Dalam pembangunan keterlibatan perempuan, masih lebih
banyak di sektor domestik dibandingkan dalam sektor publik. Perempuan, terutama
dari kalangan miskin seringkali menjadi penerima informasi kedua karena tidak
pernah terlibat dalam rembug – rembug yang diselenggarakan untuk memecahkan
permasalahan masyarakat. Memang di beberapa tempat kehadiran perempuan dalam
penentuan keputusan terjadi walaupun
jumlahnya relatif kecil, akan tetapi seringkali suaranya kalah dengan suara
laki – laki yang jumlahnya cukup besar, bahkan kadang – kadang mereka hanya ikut hadir tetapi tidak bisa
memberikan suaranya. Padahal rembug – rembug yang dilakukan warga merupakan
aset yang besar sebagai modal sosial untuk melibatkan masyarakat dalam proses
memecahkan persoalan kehidupan mereka.
Menjadi strategis melibatkan perempuan dalam proses
pembangunan mulai dari perencanaan, pelaksanaan sampai dengan monitoring dan
evaluasi , karena :
1. Penghargaan
terhadap perempuan sebagai manusia yang merdeka yang berhak untuk menentukan
pemecahan masalah yang dihadapinya.
2. Pemecahan masalah –
masalah, termasuk masalah kemiskinan yang menyangkut perempuan akan lebih tepat
apabila dibicarakan bersama dengan perempuan karena merekalah yang betul –
betul merasakan masalah dan kebutuhannya. Keputusan yang diambil hanya oleh
kaum laki – laki seringkali hanya berhubungan dengan dunia laki – laki dan
tidak mempunyai sensitivitas kepada masalah perempuan.
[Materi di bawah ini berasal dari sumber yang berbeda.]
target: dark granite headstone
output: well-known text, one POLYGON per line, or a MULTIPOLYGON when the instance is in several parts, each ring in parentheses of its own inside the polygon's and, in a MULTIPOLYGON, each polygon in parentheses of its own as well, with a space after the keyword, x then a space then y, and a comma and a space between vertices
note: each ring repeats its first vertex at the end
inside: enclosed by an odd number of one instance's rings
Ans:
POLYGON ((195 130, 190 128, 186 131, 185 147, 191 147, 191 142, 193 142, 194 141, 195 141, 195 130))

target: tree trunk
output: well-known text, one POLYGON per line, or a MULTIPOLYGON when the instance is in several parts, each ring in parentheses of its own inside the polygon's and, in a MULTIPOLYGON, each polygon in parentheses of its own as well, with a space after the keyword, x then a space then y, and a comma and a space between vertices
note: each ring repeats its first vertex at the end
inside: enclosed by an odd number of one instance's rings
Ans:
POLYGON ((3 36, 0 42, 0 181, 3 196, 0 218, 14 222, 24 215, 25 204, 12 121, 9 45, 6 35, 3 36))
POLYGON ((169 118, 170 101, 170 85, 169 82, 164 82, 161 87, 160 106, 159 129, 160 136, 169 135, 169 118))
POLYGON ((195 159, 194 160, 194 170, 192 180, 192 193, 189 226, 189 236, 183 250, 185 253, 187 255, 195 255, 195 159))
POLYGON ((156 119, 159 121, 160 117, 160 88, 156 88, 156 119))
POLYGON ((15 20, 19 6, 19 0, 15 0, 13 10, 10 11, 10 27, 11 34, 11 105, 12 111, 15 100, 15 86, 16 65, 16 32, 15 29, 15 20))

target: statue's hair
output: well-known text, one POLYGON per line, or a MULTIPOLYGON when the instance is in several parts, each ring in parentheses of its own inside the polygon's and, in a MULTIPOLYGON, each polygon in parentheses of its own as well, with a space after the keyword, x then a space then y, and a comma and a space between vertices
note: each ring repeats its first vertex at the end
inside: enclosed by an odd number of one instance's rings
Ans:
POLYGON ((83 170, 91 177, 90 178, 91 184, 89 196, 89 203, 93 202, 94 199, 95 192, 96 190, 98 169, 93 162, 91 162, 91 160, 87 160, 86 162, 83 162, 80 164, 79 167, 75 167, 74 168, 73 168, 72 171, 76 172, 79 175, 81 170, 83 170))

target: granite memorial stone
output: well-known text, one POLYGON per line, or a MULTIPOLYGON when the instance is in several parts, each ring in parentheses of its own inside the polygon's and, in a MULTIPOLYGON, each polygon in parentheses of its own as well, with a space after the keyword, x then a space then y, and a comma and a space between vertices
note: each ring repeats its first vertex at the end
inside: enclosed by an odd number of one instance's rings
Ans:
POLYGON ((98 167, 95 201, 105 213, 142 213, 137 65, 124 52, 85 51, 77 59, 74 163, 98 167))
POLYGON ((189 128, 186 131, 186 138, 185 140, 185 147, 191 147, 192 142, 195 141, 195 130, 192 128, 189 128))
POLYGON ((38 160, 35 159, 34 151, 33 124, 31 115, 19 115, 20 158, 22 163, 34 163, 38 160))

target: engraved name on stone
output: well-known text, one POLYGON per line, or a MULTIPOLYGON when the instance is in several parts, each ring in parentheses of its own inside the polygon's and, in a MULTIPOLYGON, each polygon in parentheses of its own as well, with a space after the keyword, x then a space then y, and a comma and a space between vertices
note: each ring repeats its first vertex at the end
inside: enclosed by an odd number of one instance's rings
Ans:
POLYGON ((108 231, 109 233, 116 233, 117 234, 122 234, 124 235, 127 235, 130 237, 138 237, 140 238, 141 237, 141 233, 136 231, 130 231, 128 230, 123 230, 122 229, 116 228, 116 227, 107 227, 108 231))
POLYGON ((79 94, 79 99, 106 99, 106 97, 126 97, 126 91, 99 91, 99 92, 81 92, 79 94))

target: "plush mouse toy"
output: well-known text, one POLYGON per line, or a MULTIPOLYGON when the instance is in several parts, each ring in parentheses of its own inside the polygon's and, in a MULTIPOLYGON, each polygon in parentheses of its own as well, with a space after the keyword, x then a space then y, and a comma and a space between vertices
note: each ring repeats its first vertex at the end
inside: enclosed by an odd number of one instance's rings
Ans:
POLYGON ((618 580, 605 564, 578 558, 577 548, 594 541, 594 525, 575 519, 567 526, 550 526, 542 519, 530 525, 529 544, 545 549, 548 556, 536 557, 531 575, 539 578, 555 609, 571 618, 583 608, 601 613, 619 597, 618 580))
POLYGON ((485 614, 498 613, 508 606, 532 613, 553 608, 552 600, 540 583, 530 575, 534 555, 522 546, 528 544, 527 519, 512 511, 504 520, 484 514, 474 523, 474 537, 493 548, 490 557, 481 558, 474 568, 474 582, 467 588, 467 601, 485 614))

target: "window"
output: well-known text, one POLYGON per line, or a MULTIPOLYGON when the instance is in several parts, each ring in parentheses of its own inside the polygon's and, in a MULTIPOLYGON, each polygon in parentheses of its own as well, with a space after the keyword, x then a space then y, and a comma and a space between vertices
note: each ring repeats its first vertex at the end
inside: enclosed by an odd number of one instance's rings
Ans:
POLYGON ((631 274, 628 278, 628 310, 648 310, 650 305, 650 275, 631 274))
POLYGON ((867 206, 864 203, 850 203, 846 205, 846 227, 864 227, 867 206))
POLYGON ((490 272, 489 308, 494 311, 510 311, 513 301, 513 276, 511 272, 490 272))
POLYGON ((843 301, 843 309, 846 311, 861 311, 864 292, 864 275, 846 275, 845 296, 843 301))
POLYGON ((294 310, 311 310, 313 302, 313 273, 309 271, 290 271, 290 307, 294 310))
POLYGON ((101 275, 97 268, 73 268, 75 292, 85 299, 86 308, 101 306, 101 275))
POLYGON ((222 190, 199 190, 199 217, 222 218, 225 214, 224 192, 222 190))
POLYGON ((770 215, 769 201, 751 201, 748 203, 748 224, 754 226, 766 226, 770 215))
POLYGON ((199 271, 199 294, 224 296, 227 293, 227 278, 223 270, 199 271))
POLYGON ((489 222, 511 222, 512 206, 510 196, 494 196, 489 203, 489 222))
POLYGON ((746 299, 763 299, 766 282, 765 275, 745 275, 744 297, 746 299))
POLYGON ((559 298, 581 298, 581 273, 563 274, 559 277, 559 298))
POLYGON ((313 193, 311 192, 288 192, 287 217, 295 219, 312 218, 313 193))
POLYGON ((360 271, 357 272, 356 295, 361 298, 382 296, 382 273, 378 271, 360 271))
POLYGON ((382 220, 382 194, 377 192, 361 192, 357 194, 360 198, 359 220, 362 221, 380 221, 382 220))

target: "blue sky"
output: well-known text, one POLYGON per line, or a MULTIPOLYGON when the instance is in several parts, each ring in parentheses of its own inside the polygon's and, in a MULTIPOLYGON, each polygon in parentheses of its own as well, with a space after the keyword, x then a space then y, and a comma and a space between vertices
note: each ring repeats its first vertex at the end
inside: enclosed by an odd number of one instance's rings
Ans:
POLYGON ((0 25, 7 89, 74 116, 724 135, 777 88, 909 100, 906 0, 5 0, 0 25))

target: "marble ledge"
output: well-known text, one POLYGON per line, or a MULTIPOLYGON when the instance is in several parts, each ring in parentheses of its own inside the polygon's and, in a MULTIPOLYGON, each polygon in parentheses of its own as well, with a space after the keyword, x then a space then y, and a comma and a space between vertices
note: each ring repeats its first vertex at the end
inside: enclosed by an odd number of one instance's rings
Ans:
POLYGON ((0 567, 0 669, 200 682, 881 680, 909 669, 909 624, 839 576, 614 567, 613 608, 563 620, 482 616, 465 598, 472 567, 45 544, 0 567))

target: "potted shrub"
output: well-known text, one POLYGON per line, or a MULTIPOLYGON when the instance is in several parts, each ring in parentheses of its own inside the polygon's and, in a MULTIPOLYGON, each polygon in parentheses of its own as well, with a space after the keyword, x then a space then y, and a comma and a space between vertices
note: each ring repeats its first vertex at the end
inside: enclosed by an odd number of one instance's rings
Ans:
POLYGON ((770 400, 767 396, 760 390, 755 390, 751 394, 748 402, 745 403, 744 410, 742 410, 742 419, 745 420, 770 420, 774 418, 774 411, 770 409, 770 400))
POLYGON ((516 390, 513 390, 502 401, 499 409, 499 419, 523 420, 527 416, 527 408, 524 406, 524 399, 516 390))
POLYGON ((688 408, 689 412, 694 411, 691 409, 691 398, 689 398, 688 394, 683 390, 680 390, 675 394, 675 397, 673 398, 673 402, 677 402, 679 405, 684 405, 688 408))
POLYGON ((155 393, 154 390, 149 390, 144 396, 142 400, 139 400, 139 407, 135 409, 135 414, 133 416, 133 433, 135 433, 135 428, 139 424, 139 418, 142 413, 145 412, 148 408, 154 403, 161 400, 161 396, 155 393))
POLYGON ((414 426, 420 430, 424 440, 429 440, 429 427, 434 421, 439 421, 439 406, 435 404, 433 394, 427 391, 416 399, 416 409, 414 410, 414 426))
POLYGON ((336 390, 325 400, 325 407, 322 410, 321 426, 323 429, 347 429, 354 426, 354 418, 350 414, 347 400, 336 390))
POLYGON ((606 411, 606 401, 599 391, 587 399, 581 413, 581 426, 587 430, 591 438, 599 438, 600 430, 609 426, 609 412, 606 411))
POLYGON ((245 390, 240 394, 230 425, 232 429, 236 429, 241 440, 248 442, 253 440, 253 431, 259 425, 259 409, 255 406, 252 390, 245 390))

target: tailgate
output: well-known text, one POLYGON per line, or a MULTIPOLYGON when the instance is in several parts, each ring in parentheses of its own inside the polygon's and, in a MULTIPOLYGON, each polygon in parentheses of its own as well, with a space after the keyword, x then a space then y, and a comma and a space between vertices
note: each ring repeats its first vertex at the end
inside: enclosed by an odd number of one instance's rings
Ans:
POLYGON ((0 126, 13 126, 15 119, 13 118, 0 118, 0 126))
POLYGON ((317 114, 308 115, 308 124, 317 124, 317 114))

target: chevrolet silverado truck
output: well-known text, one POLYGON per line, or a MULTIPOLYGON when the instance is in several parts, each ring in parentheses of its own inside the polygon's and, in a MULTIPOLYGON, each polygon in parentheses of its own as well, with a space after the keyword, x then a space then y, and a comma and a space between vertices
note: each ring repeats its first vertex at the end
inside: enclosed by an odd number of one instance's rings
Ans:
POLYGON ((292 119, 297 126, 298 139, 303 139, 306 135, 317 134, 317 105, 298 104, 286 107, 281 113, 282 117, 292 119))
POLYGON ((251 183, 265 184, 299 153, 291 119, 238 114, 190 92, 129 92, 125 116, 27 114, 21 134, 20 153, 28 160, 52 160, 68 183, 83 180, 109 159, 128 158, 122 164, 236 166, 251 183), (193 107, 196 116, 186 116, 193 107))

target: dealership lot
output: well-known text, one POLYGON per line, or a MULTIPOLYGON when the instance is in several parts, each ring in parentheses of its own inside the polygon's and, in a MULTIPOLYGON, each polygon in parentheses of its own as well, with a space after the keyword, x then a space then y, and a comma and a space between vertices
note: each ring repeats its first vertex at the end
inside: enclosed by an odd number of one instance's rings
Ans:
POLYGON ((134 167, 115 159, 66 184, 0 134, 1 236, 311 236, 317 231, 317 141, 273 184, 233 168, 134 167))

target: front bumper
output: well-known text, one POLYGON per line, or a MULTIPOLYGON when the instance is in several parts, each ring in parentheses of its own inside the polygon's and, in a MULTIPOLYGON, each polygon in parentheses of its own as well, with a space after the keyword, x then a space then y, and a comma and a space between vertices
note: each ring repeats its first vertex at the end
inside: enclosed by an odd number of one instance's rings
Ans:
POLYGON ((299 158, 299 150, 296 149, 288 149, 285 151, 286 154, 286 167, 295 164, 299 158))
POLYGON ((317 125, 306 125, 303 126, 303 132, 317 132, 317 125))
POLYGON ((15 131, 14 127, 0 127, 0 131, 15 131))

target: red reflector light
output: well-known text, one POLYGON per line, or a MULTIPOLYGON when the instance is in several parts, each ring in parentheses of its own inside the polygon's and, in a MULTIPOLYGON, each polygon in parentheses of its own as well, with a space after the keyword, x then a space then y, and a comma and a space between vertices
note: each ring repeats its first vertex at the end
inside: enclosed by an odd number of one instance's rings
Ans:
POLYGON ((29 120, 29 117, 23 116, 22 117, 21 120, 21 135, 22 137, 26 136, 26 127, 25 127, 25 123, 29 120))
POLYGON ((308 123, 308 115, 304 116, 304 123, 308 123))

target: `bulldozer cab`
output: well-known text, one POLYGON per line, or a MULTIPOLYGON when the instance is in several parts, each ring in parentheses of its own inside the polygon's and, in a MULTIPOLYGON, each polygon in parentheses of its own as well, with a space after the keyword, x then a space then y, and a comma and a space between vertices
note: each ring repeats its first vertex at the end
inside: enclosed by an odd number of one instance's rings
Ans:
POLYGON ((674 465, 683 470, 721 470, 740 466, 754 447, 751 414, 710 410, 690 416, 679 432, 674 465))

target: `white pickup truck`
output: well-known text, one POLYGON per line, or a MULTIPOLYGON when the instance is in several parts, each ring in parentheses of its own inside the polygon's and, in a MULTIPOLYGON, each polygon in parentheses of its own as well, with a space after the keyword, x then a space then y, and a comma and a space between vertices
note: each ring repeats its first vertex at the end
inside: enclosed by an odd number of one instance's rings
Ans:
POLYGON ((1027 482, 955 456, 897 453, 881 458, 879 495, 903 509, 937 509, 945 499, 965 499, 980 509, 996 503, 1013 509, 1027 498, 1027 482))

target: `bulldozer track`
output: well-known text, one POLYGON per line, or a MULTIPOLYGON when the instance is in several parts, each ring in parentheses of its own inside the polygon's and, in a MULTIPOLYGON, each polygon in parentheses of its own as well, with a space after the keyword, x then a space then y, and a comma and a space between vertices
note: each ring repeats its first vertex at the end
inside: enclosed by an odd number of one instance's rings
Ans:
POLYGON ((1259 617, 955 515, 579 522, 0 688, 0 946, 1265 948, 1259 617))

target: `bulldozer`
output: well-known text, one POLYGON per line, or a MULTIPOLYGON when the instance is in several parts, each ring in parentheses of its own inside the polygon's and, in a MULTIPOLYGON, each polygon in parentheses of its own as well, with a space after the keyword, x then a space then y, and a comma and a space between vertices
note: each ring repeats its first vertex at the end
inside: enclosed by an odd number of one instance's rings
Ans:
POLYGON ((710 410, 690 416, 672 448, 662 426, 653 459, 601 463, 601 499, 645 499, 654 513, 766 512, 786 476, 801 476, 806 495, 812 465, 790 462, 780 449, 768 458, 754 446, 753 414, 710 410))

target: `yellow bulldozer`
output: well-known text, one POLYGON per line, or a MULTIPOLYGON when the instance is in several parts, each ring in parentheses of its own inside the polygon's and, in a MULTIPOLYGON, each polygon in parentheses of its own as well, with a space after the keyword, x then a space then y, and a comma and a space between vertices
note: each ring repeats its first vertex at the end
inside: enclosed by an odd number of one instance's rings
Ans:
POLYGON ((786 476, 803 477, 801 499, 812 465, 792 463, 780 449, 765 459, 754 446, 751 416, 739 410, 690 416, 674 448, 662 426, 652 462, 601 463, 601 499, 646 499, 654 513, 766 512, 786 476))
Bila memikirkan masalah
perempuanpun seringkali dasarnya tidak kuat karena mereka tidak mengalami
masalahnya.
3. Memberi kesempatan
kepada perempuan untuk menjalankan tanggung jawab sosialnya sebagai manusia.
4. Potensi yang besar
yang dipunyai oleh perempuan, akan sangat berarti apabila digunakan bukan hanya
untuk sektor domestik akan tetapi juga dalam sektor publik sehingga dapat
dirasakan manfaatnya oleh masyarakat.
5. Keterlibatan dalam
semua proses pembangunan memberikan kesempatan untuk mendapatkan pengetahuan
dan informasi yang sama.
Pendekatan pembangunan yang dipakai adalah pendekatan
yang adil dan setara, sehingga ada jaminan terbukanya seluruh akses baik bagi
laki – laki dan perempuan untuk ikut bereperan aktif dalam seluruh kegiatan
masyarakat, karena sebagai manusia laki – laki dan perempuan mempunyai hak dan
kewajiban yang sama.
Pendekatan yang
sejajar dan setara memberi peluang kemitraan bagi laki – laki dan perempuan
sehingga akan saling melengkapi sesuai dengan potensi yang dimiliki masing –
masing bukan untuk saling menguasai. Diharapkan masing – masing pihak dapat
menghargai perbedaan, dengan perbedaan bisa saling mengisi bukan untuk saling
menguasai.
Pada kenyataannya perempuan terutama kelas bawah, harus
berjuang untuk melibatkan diri dalam proses pembangunan . Makin banyak
pembangunan tanpa melibatkan mereka sebagai subyek, pembangunan tersebut
semakin memunculkan fenomena mensubordinasikan perempuan.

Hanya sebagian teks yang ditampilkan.